Understanding the Required Physical Structure for an XML Document to Be Imported Using the GENERIC Markup Type

What Is the Required Physical Structure?

In order for an XML document to be successfully imported, the requirements for well-formed XML must translate as follows:
  • The root-enclosing element (top-level node) of an XML document is the document container. For SAS, it is like the SAS library.
  • The nested elements (repeating element instances) that occur within the container begin with the second-level instance tag.
  • The repeating element instances must represent a rectangular organization.

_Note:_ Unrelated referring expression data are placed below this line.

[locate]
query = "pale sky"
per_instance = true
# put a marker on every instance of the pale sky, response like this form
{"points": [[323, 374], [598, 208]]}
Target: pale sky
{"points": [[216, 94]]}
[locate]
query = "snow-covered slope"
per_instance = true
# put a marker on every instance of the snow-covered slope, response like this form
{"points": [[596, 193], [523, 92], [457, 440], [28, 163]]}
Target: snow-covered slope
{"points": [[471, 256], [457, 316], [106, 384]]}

For a SAS data set, they determine the observation boundary that becomes a collection of rows with a constant set of columns.
Here is an example of an XML document that illustrates the physical structure that is required:
<?xml version="1.0" encoding="windows-1252" ?>
<LIBRARY> 1
   <STUDENTS> 2
      <ID> 0755 </ID>
      <NAME> Brad Martin </NAME>
      <ADDRESS> 1611 Glengreen </ADDRESS>
      <CITY> Huntsville </CITY>
      <STATE> Texas </STATE>
   </STUDENTS>

   <STUDENTS> 3
      <ID> 1522 </ID>
      <NAME> Zac Harvell </NAME>
      <ADDRESS> 11900 Glenda </ADDRESS>
      <CITY> Houston </CITY>
      <STATE> Texas </STATE>
   </STUDENTS>
.
.  more instances of <STUDENTS>
.
</LIBRARY>
When the previous XML document is imported, the following happens:
1 The XML engine recognizes <LIBRARY> as the root-enclosing element.
2 The engine goes to the second-level instance tag, which is <STUDENTS>, translates it as the data set name, and begins scanning the elements that are nested (contained) between the <STUDENTS> start tag and the </STUDENTS> end tag, looking for variables.
3 Because the instance tags <ID>, <NAME>, <ADDRESS>, <CITY>, and <STATE> are contained within the <STUDENTS> start tag and </STUDENTS> end tag, the XML engine interprets them as variables. The individual instance tag names become the data set variable names. The repeating element instances are translated into a collection of rows with a constant set of columns.
These statements result in the following SAS output:
libname test xml 'C:\My Documents\students.xml';

proc print data=test.students;
run;
PRINT Procedure Output for TEST.STUDENTS
PRINT Procedure Output for TEST.STUDENTS

Why Is a Specific Physical Structure Required?

Well-formed XML is determined by structure, not content. Therefore, although the XML engine can assume that the XML document is valid, well-formed XML, the engine cannot assume that the root element encloses only instances of a single node element (that is, only a single data set). Therefore, the XML engine has to account for the possibility of multiple nodes (that is, multiple SAS data sets).
For example, when the following correctly structured XML document is imported, it is recognized as containing two SAS data sets: HIGHTEMP and LOWTEMP.
<?xml version="1.0" encoding="windows-1252" ?>
<CLIMATE> 1
   <HIGHTEMP> 2
      <PLACE> Libya </PLACE>
      <DATE> 1922-09-13 </DATE>
      <DEGREE-F> 136 </DEGREE-F>
      <DEGREE-C> 58 </DEGREE-C>
   </HIGHTEMP>
.
.  more instances of <HIGHTEMP>
.
   <LOWTEMP> 3
      <PLACE> Antarctica </PLACE>
      <DATE> 1983-07-21 </DATE>
      <DEGREE-F> -129 </DEGREE-F>
      <DEGREE-C> -89 </DEGREE-C>
   </LOWTEMP>
.
.  more instances of <LOWTEMP>
.
</CLIMATE>
When the previous XML document is imported, the following happens:
1 The XML engine recognizes the first instance tag <CLIMATE> as the root-enclosing element, which is the container for the document.
2 Starting with the second-level instance tag, which is <HIGHTEMP>, the XML engine uses the repeating element instances as a collection of rows with a constant set of columns.
3 When the second-level instance tag changes, the XML engine interprets that change as a different SAS data set.
The result is two SAS data sets: HIGHTEMP and LOWTEMP. Both happen to have the same variables but different data.
To ensure that an import result is what you expect, use the DATASETS procedure. For example, these SAS statements result in the following:
libname climate xml 'C:\My Documents\climate.xml';

proc datasets library=climate;
quit;
DATASETS Procedure Output for CLIMATE Library
DATASETS Procedure Output for CLIMATE library

Handling XML Documents That Are Not in the Required Physical Structure

If your XML document is not in the required physical structure, you can tell the XML engine how to interpret the XML markup in order to successfully import the document. See Why Use an XMLMap When Importing?.